¿Hay gente con buena y mala suerte?
Aunque resulte un tanto desagradable decirlo, si, la verdad es que hay gente que tiene más suerte que otra. No sabemos si las diferencias en el nivel de suerte que separan a unas personas de otras se distribuyen igual que otras facetas humanas, tales como la estatura, la timidez o la capacidad intelectual. Sería un excelente objeto de estudio –que yo sepa ese estudio no existe--. Si así fuera, entonces habría muy poca gente con mucha o muy poca suerte, mientras que el resto de la población tendría, generalmente, unas dosis de suerte equilibradas, pero no idénticas.
Hay algunos dichos populares que se refieren a la suerte. Se dice que algunos nacen con estrella, mientras que otros nacen estrellados. También se escucha, y perdón por la expresión, que hay gente que tiene ‘una flor en el culo’. Este tipo de suerte se podría calificar dentro de la categoría ‘suerte constitucional’. Mediante este término se quiere indicar que hay gente que tiene suerte y gente que no la tiene por motivos desconocidos, quizá una suerte promovida por alguna clase de gracia divina o por algún tipo de providencia.
Sin embargo, existe otra categoría que suponemos no tiene relación con la persona en sí. Esta segunda clase de suerte es, pensamos, azarosa. Un golpe de suerte puede cambiarte la vida.
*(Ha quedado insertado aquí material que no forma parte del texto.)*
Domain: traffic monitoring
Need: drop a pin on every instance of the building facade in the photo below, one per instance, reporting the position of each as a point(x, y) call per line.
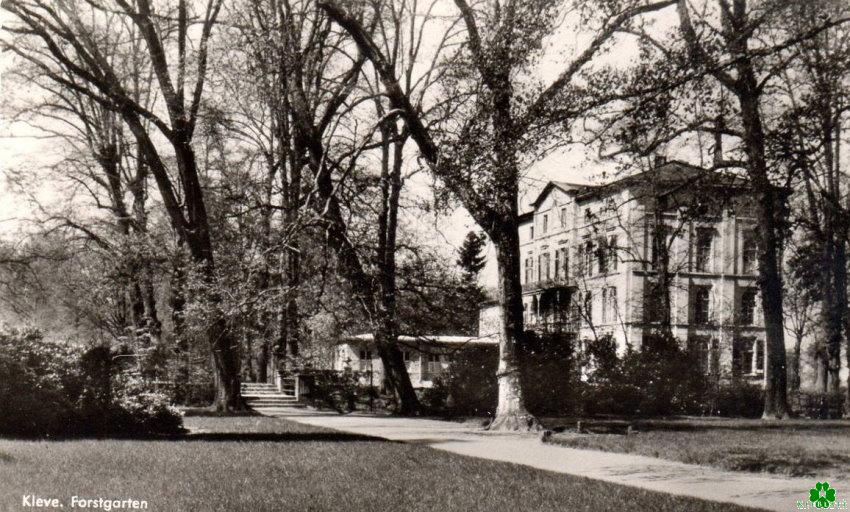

Creemos que estos golpes de suerte son independientes de quién sea concretamente el beneficiario. Puesto que se trata de caprichos del destino, no importa el individuo sino las circunstancias que, como por arte de magia, se ponen de su lado en esa concreta ocasión de su vida.
Tales golpes de suerte pueden cambiarnos la vida, pero su efecto puede ser, en principio, tanto para bien como para mal. Ganar grandes sumas de dinero en alguna clase de sorteo puede permitirnos cambiar de vida sustancialmente. Pero no está escrito, en ninguna parte, que ese cambio sea necesariamente positivo. Solemos pensar, un tanto ingenuamente, esa es la verdad, que disponer de millones de euros nos permitirá materializar todos aquellos sueños que siempre tuvimos. Sin embargo, la vida está repleta de ejemplos de que esa presunción no se cumple rigurosamente: más a menudo de lo que creemos, quien tuvo suerte económica en un momento puntual termina por arruinar su vida, una vida que podía ser sencilla, pero era más o menos satisfactoria, una vida en la que se había aprendido a disfrutar de las pequeñas cosas.
Aún a sabiendas de que esa clase de suerte circunstancial puede hundirnos en un abismo del que resultará difícil salir, hacemos todo lo posible para ser agraciados. En la pregunta anterior discutíamos sobre la conducta supersticiosa. Naturalmente, existe una interesante conexión con el problema de la suerte. Hacemos muchas cosas absurdas para atraer a la buena suerte y evitar el lado negativo: tocamos madera, arrojamos monedas en los estanques más inverosímiles, compramos un boleto de la lotería en los lugares en los que previamente ha caído el gordo aunque eso nos suponga recorrer cientos de kilómetros, o rodeamos cuidadosamente a un gato negro que se nos ha cruzado en medio de la acera.
Mediante ese tipo de conductas nos retratamos: tener suerte es algo que nos atrae poderosamente, que nos seduce hasta extremos difíciles de medir. En cambio, ser gafe, es decir, tener mala suerte sistemática, es de lo peor que le puede pasar a un ser humano en la civilización que conocemos. Los presuntos gafes son casi peor que los gatos negros: huimos de ellos como si fuera a contagiarnos el peor de los virus. ¿Se trata de un miedo ancestral? Quién sabe, pero, por descontado, es una reacción prácticamente unánime, en la que apenas hay diferencias culturales.
Nos gusta rodearnos de gente con estrella. Acariciamos la idea, íntima, de que estando cerca de ellos, obtendremos, tarde o temprano, alguna clase de beneficio. Evitamos, si podemos, convivir con gente estrellada. Igual que en el caso anterior, evitamos así, o eso creemos, compartir su mala suerte.
A pesar de que haya gente con buena o mala suerte, no es psicológicamente conveniente, ni saludable, organizar nuestras vidas según la racha por la que suponemos estar pasando o por la que desearíamos estar pasando. Seguramente esas vidas deberían vivirse procurando combinar, sabiamente, nuestras propias virtudes y defectos para sacar lo mejor que llevamos dentro y aplacar aquello que preferimos que no influya en lo que nos sucede. Naturalmente, esta estrategia, psicológicamente más saludable, no garantiza nada, pero invita a llevar una vida más honesta, más integra. Una vida de la que, al final, podamos sentirnos orgullosos por lo que nosotros hicimos o dejamos de hacer.